Perhaps when we move here, Joburg is a city of possibility, a blank slate, that we are thrilled to be populating. Over time, as we inscribe that slate with experiences and achievements, a few spectacular failures and some events of indeterminate meaning, the city changes.

It becomes a city of memories.

Sure, there are still opportunities and mysterious possibilities lurking within Jozi’s sprawling infrastructure, but they must compete in our psychic space with the past moments of our legendary lives.

Those memories can be triggered by driving past your old digs in Melville, where they came back three times before eventually managing to steal your car properly. The Magic Centre, where you streaked around the block at high noon. A glimpse of the route you ran when you qualified for Comrades. The aptly defined paintball range, where John Vlismas shot you in the scrotum…

There is no shortage of assets in this massive memory bank that we inhabit. Every one tells stories on different levels. Here you were on your way up, young, brave and entitled. There you ran out of luck. There, you were staging a comeback. There, fortune smiled upon you…

One of my personal little memory triggers is an unremarkable place: the Total petrol station on William Nicol Drive. You know the one. If you turn north out of Sandton Drive, the Total will be there on your left as you head up towards Randburg. That one.

It’s strange why it triggers such nostalgia in me, because not much has happened there. It has an above-average convenience store, friendly staff, and a good location. One time I had a sweet party there with some strangers, as we sought refuge from a roadblock just over the hill.

But the real trigger for me is that the William Nicol Total reminds me of a perfect time of my life. A time where my modest ascent up the job ladder was balanced by a wide-open future of possibility.

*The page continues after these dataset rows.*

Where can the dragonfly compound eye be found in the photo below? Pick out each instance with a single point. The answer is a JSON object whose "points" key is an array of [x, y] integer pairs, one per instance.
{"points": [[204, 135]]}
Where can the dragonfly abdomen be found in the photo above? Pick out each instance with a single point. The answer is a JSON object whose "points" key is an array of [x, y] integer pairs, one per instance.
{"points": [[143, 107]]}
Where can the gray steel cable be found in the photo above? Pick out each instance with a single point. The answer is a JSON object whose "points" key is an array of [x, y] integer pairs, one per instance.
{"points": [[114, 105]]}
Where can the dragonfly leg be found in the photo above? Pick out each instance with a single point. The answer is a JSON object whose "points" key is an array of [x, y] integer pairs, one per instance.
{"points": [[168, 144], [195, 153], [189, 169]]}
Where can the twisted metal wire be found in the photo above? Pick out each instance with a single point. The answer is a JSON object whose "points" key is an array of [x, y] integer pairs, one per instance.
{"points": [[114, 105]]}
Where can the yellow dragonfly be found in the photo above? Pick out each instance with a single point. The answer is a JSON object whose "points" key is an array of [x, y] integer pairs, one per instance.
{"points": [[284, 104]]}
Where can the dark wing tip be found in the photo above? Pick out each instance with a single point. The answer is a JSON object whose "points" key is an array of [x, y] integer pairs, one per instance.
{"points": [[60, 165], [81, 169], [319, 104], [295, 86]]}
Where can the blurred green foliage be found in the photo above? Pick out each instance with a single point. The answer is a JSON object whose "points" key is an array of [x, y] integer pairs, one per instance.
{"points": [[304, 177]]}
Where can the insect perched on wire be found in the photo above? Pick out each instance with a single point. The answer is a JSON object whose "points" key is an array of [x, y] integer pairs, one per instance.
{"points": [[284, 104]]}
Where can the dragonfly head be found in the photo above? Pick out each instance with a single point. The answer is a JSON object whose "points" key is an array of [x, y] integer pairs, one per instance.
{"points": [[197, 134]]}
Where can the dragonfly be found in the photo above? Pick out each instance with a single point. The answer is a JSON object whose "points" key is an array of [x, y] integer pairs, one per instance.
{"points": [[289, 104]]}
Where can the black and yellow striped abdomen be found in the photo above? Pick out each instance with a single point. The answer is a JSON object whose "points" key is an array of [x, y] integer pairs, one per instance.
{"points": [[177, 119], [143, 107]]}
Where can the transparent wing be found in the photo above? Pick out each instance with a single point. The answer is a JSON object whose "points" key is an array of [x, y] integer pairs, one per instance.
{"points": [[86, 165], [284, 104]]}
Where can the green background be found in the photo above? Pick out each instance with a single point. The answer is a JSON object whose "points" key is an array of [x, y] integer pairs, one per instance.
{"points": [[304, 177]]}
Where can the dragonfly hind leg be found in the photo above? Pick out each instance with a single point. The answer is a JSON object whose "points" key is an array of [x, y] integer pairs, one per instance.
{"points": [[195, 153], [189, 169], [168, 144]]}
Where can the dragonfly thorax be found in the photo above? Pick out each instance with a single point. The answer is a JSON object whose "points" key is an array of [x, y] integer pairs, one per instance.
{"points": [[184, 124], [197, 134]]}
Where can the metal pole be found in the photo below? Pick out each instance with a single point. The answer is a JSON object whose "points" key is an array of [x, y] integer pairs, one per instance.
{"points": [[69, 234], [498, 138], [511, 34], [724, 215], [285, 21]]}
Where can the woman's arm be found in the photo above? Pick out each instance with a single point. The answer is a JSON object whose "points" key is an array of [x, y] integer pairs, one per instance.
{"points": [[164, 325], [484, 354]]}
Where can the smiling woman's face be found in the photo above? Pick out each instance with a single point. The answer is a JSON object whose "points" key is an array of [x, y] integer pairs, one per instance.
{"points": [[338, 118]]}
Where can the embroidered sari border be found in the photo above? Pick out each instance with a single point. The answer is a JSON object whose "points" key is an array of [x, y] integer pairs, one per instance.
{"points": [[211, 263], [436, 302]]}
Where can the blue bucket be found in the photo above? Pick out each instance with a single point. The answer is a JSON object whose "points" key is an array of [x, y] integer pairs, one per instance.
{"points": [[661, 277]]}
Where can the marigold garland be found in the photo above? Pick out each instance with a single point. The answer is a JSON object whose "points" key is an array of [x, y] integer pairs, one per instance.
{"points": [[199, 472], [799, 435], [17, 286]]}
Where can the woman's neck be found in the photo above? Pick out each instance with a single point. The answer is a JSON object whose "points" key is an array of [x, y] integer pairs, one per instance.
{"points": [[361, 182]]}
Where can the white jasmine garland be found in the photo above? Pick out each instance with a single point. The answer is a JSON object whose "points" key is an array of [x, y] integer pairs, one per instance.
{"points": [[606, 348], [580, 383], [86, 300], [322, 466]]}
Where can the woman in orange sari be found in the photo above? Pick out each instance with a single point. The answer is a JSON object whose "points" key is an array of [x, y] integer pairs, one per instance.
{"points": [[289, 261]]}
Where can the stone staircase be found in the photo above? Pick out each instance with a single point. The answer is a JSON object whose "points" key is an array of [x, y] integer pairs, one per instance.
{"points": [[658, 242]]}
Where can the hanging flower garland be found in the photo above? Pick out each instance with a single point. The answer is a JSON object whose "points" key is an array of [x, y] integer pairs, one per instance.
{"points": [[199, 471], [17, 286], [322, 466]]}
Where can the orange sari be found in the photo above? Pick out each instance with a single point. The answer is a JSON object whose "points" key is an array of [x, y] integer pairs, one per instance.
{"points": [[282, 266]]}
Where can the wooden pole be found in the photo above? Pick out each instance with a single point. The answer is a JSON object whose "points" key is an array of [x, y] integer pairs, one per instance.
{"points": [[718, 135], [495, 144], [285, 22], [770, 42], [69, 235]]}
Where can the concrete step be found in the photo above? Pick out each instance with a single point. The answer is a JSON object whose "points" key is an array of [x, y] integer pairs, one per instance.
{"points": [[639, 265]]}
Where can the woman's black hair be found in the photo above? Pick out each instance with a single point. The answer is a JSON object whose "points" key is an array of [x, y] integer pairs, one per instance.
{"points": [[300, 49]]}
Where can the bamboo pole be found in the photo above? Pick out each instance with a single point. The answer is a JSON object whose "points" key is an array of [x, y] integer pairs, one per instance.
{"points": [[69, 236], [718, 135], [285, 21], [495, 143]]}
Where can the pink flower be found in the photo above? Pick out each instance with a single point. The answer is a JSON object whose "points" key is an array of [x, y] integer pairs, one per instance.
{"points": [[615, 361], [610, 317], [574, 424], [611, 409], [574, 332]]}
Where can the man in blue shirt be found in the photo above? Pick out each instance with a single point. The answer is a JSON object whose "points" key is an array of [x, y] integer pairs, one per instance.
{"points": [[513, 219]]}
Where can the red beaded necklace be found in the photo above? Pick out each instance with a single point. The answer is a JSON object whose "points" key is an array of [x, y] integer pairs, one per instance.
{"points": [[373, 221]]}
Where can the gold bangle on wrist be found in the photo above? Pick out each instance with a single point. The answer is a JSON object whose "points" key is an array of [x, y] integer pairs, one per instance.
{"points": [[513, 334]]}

The circumstances were these: I had started a job at recently disowned men’s bikini magazine FHM. In those days in the noughties, gender politics had not yet occurred to me, and I was blissfully looking forward to a life of photographing scantily clad models on tropical beaches around the world. Bizarrely, the latter fantasy would actually come to pass.

But at the time, that was only a speculative possibility. In the meantime, I was a mere staff member, and I was on my way to my first “stunt shoot” for the magazine. It was to be a pool party, complete with assorted blokey challenges, and three aspiring bikini models. There was one Lee-Ann Liebenberg among them, and her prospects looked promising, as prospects tend to do.

The shoot was in Randburg somewhere, so I was heading that way, when I stopped at the Total convenience store for supplies. Specifically, a large bag of Chipniks, a Nosh and an Energade.

I was heading off to an afternoon of stunts by the pool with a bevy of bikini models. I was headed for a career as an executive in the glamour industry. I was single!

Like I say, life was in a decent space. This must have been visible from the very glow of my aura, because I remember the man behind the till even remarked on it. He said, “Wow! You look really happy!”

He was right too. I was happy. I was kind of thrilled with life at that point. Looking back, this has given me a better understanding of what really informs happiness. My insight is this: Happiness is not really about what has gone before, or where we are now. I was living in a granny flat in Melville, and skollies kept trying to steal my car!

But no matter, because happiness is really about the future. It’s about possibility, opportunities. For me, happiness is about hope. At that point in my life, when I pulled into the garage on my way to a bikini party. I had hope and optimism.

And that’s what I’m reminded of, every time I drive past that Total. That was the happiest I ever was in my life. Buying Chipniks at a petrol station.